Sony semble prioriser le marché américain pour la PS5. Selon Bloomberg, cette orientation pourrait s'expliquer par les ventes décevantes de la PlayStation 4 au Japon.
La PS4 s'est écoulée à plus de 112 millions d'unités dans le monde, mais le Japon ne représentait que 8 % de ce total. Statista évalue les ventes aux États-Unis à 30,11 millions d'unités, un chiffre bien supérieur.
En 2016, Sony Interactive Entertainment a établi son siège en Californie, motivé par l'ampleur du marché américain. Sony dément toutefois tout abandon du Japon, soulignant le lancement prioritaire de la PS5 sur son sol natal.

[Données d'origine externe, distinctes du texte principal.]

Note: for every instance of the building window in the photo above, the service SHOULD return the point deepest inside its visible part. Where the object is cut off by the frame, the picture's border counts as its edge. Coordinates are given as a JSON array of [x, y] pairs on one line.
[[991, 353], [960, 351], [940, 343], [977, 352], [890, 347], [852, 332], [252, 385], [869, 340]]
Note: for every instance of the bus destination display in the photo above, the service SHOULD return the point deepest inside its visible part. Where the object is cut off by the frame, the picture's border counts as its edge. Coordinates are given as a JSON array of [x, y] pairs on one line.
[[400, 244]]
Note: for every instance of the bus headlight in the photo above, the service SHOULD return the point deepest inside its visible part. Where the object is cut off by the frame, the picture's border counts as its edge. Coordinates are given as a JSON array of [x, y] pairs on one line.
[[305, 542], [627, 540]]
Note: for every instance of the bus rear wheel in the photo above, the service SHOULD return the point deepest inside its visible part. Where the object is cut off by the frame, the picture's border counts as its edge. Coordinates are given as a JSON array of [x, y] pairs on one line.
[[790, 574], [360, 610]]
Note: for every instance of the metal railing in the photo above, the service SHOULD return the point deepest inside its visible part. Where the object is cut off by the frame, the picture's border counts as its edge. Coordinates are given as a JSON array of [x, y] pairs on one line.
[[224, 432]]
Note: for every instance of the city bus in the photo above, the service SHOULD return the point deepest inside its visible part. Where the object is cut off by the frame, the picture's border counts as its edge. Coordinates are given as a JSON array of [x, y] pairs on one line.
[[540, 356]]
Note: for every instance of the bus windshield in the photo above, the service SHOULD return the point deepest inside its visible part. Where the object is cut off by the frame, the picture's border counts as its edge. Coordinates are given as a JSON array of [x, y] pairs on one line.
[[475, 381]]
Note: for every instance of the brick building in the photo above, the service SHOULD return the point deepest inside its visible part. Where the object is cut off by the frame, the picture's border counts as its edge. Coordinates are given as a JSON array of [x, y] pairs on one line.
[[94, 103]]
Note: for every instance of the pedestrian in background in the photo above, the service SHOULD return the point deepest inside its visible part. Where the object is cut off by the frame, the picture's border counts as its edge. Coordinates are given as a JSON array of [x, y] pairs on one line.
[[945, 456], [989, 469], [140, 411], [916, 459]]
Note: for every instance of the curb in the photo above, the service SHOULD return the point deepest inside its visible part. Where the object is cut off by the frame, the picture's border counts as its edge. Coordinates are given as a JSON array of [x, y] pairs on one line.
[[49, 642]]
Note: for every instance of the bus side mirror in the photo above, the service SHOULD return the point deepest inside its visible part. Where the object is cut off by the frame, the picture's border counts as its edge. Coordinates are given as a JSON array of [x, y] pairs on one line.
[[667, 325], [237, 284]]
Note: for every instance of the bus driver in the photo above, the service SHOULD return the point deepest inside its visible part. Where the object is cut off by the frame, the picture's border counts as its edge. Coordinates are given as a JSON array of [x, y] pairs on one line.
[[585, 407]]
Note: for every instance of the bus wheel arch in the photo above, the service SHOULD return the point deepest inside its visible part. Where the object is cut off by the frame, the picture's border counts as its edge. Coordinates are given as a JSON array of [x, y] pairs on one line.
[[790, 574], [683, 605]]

Microsoft intensifie son marketing au Japon, un marché historiquement faible pour la Xbox. Traditionnellement niche, la console peine à s'imposer dans le troisième plus grand territoire vidéoludique mondial.
La Xbox originale proposait des exclusivités japonaises, mais la Xbox One, lancée en novembre 2013 aux États-Unis et septembre 2014 au Japon, n'a pas percé.
Avec la Xbox Series X/S, Microsoft vise à faire du Japon sa deuxième plus grande communauté Xbox, rectifiant des années d'oubli stratégique.

Grâce à la Nintendo Switch et Switch Lite, Nintendo règne en maître au Japon.
Ses rivaux auront fort à faire pour la déloger, malgré les efforts marketing. Nintendo n'ayant pas annoncé de nouvelle console, Sony et Microsoft pourraient profiter de cette fenêtre.
En 2019, Statista rapporte 4,4 millions de Switch vendues au Japon, contre 1,1 million de PS4 et seulement 8 000 Xbox One.
Pour conquérir ou reconquérir le Japon, Sony et Microsoft devront innover lors des lancements de la PS5 et Xbox Series X/S.